Event sourcing: handle event schema changing

Any ideas about how to handle this situation?

You design for it. You make backwards compatibility a first class concern when figuring out your event schema, and you get that right early, so that later changes are easy.

See Versioning in an Event Sourced System, by Greg Young.

The basic idea: you never mutate the semantics of a schema element. You can extend a schema by adding a new optional element, and you can deprecate optional elements.

When that doesn't suffice: you create a new schema with better design, and you migrate your data to the new schema.

What do you think about using schema.org?

I think the schema identifiers there are an excellent starting point, and they really open up the possibility of sharing with domain agnostic components some of the details of your messages.
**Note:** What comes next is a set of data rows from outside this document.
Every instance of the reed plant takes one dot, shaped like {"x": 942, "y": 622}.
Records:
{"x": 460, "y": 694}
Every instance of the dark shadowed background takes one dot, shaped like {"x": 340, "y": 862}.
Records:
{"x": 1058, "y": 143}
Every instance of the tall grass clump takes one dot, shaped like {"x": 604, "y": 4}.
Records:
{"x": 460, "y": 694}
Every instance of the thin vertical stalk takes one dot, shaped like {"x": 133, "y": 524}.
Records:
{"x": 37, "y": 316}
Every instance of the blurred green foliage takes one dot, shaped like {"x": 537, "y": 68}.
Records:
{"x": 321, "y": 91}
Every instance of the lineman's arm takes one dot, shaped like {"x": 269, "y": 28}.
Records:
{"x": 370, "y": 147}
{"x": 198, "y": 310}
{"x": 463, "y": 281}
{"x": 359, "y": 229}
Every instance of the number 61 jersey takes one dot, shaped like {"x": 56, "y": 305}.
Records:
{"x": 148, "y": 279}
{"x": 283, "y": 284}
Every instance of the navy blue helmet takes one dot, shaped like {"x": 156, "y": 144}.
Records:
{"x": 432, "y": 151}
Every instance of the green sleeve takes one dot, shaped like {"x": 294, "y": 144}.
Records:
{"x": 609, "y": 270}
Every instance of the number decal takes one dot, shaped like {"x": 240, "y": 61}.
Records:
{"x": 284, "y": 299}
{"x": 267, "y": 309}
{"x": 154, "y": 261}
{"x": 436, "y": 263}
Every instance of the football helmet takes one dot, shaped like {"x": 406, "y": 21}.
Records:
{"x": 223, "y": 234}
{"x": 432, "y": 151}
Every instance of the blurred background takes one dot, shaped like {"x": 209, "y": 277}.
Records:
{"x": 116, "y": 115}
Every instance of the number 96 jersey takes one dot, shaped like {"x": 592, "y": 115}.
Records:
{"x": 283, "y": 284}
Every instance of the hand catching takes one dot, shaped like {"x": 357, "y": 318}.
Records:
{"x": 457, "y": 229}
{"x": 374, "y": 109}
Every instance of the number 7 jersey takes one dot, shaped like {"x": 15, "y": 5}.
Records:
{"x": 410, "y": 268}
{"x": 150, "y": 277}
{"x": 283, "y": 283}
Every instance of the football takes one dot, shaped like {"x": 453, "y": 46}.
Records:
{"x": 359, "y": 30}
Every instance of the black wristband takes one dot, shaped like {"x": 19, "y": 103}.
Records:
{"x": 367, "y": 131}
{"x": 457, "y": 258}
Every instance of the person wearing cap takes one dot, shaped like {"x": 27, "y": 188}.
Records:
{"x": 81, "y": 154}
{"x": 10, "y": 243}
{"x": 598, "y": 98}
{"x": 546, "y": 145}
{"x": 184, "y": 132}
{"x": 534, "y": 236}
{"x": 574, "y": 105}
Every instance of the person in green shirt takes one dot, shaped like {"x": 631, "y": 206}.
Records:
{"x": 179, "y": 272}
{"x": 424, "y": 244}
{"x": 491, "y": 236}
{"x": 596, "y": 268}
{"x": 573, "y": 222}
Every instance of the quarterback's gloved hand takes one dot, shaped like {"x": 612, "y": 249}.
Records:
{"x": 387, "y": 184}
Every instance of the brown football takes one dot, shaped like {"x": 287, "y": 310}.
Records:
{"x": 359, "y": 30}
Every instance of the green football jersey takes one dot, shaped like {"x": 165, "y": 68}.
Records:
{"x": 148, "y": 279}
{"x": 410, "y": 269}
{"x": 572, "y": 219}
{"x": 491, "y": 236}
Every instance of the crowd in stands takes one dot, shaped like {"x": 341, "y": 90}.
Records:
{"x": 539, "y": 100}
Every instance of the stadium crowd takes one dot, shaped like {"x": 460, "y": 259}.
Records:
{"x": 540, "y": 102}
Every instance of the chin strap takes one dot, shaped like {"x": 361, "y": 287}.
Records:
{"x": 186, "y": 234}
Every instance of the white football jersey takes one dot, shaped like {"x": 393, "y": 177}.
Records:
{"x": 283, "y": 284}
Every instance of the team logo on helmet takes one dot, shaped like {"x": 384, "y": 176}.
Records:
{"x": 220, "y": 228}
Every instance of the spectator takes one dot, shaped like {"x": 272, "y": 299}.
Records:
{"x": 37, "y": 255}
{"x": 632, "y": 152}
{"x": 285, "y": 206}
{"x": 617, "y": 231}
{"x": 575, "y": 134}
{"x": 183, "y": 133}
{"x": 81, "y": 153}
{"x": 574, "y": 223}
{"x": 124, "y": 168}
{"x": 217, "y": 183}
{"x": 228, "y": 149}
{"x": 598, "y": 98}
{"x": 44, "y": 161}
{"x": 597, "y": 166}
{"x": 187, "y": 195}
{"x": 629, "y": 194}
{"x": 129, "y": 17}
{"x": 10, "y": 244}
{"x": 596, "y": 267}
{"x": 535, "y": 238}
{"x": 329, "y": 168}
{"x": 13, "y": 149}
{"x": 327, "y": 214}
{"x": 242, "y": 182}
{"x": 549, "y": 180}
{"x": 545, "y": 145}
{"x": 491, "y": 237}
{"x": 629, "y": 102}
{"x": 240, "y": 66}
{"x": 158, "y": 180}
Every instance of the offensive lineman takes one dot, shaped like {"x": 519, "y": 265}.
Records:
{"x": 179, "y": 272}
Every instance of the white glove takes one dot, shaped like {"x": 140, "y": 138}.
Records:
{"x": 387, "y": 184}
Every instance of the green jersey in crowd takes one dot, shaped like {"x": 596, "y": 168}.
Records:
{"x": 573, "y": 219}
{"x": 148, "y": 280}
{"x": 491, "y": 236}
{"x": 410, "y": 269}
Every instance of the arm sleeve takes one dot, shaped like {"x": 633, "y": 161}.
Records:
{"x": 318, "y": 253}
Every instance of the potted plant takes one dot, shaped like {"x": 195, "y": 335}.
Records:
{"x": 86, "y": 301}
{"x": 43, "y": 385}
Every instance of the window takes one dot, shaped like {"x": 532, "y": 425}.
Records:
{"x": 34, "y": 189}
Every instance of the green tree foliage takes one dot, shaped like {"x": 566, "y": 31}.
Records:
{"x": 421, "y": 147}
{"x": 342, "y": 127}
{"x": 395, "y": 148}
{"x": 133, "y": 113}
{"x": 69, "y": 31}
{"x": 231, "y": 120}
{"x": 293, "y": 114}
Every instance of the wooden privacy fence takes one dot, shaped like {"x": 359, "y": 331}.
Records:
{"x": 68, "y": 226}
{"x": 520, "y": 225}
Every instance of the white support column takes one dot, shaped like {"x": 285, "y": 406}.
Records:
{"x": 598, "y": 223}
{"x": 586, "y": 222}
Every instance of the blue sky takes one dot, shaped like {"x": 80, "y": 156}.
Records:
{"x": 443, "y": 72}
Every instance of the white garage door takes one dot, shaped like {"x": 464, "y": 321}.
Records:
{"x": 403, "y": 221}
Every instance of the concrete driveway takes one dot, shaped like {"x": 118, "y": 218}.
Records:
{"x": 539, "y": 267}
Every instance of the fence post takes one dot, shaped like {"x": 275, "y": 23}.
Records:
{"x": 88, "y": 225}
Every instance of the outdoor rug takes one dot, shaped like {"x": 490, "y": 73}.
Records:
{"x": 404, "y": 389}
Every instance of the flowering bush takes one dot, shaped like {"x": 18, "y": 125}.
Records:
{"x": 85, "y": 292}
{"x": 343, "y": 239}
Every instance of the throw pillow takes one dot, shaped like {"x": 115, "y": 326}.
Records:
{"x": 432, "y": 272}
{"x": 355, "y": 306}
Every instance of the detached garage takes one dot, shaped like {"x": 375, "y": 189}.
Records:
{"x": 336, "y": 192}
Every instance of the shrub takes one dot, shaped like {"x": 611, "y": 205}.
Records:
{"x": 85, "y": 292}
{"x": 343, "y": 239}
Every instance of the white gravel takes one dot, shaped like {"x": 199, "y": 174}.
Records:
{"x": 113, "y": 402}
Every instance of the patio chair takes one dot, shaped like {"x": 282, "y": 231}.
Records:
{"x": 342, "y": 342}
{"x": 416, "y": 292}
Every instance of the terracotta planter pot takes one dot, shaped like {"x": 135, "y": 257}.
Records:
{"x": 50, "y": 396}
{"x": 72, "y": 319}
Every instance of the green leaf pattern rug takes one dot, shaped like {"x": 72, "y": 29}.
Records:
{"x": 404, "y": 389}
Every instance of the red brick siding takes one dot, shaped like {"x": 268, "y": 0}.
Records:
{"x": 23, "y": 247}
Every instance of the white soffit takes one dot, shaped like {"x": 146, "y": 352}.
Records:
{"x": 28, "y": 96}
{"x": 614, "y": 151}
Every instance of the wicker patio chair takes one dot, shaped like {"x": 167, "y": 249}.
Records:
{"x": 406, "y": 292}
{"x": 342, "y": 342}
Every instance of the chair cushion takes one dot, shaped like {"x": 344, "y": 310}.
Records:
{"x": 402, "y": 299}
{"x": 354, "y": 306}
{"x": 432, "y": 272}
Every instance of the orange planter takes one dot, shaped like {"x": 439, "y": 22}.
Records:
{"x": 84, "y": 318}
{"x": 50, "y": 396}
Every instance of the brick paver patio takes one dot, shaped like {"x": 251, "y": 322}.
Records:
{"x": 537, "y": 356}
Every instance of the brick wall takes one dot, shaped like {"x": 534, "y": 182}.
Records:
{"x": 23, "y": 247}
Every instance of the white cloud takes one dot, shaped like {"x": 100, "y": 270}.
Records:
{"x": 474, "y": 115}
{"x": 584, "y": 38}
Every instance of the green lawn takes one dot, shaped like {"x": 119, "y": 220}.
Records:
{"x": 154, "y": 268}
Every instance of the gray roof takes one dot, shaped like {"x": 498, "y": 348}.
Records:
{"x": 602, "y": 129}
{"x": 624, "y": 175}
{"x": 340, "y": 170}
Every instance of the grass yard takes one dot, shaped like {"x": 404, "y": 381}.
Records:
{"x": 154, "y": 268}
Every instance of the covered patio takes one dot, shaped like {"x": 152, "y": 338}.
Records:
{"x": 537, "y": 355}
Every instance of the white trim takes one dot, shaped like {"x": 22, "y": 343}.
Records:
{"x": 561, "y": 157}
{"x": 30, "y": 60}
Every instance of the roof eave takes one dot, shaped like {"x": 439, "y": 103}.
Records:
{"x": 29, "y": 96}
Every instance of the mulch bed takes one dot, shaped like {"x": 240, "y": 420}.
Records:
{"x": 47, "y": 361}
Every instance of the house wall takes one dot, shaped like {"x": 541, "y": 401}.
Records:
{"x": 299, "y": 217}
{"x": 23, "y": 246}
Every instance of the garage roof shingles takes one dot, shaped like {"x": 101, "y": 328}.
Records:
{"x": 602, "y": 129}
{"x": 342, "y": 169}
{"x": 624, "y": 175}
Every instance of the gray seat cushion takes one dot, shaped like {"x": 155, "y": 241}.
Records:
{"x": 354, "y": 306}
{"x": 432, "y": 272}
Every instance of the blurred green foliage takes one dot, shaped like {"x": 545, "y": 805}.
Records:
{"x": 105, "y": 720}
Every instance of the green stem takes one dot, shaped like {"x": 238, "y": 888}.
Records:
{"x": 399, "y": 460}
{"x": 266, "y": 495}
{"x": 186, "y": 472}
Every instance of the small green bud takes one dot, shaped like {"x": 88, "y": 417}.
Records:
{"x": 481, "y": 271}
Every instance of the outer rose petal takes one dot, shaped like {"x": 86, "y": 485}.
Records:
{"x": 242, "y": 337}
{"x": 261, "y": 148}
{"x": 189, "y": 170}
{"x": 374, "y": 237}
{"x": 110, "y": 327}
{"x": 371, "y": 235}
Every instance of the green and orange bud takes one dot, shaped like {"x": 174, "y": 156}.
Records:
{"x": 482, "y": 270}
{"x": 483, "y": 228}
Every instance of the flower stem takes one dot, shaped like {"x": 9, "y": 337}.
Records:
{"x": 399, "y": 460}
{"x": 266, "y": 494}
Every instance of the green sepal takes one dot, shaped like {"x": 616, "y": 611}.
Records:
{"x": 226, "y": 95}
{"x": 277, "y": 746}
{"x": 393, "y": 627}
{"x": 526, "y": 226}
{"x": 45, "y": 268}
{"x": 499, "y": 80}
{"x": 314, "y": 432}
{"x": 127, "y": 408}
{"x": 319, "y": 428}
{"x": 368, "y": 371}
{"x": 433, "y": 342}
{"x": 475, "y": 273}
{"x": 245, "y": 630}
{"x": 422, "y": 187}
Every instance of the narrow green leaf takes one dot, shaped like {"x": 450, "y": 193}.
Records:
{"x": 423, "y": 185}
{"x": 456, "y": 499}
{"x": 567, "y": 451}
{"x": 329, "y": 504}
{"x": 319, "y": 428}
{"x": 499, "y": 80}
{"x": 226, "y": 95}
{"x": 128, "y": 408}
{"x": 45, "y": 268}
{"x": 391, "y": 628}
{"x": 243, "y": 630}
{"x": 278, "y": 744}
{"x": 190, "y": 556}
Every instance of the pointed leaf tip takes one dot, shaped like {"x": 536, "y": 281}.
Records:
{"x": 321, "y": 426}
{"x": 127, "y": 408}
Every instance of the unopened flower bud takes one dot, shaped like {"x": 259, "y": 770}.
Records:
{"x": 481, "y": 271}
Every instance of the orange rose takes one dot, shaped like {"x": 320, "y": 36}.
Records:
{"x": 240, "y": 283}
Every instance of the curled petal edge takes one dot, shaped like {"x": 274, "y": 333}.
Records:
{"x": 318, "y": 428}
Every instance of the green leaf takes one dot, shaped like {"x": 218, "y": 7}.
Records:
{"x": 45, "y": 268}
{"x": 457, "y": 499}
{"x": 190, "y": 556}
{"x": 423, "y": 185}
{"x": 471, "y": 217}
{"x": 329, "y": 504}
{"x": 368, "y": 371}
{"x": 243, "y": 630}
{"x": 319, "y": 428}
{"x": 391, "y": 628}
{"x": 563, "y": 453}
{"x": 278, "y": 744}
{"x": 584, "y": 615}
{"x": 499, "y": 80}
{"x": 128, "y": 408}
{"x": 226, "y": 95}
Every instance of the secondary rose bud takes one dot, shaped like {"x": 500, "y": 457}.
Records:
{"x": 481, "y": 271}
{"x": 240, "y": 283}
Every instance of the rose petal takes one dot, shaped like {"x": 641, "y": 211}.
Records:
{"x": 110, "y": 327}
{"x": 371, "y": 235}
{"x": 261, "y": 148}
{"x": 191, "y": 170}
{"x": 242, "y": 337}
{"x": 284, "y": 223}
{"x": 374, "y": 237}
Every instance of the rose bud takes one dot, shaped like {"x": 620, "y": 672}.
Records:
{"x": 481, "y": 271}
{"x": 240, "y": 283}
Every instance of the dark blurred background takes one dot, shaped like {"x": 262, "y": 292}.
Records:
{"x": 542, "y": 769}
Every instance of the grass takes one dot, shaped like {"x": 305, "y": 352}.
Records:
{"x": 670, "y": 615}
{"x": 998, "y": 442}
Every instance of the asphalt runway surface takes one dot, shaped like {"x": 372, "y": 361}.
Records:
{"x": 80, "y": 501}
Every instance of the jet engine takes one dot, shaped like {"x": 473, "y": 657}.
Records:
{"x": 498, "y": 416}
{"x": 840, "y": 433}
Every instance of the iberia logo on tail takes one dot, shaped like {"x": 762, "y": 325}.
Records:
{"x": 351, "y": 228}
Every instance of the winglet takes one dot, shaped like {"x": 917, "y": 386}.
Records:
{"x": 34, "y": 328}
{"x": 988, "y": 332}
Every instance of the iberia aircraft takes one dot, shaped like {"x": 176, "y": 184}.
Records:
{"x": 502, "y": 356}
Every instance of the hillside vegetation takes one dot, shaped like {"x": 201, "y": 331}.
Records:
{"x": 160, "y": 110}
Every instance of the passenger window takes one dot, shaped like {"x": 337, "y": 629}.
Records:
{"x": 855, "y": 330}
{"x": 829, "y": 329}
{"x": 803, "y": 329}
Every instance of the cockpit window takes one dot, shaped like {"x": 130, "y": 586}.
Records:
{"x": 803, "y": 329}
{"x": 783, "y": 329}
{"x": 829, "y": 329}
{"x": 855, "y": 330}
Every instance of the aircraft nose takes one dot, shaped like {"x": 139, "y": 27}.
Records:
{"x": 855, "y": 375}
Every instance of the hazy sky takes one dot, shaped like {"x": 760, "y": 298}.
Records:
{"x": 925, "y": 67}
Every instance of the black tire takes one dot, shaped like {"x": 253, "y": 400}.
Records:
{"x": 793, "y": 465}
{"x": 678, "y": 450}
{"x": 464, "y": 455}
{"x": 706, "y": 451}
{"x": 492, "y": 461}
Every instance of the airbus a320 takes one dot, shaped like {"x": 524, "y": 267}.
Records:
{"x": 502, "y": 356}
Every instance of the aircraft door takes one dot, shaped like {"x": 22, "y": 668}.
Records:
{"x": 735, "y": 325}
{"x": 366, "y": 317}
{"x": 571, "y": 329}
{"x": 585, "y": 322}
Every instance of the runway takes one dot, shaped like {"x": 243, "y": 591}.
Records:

For instance, http://schema.org/telephone is a great way to communicate to a generic presentation engine that the enclosed data is suitable for dialing.

So by all means, design your schema with those types in mind, and stay aligned with them for as long as you can.

But when you do diverge, give your schema a new identifier.


This is been the topic of the research that I have been doing in the past 2 years. We found 5 techniques that you can use to handle schema evolution:

  1. Versioned events: never change existing events, always introduce new events.
  2. Weak schema: handle missing attributes or superfluous attributes gracefully.
  3. Upcasters: transform events at runtime, before the application has to process them.
  4. In-place transformation: just change what you need to change in your store.
  5. Copy-transform: copy your whole store into a new store.

This is all summarized in our paper "The Dark Side of Event Sourcing" (https://www.movereem.nl/files/2017SANER-eventsourcing.pdf)

We have also researched surrounding areas:

  • Pruning of your event store to keep the size maintainable.
  • How to keep your read models in sync.
  • How DDD can help you to prevent schema evolution.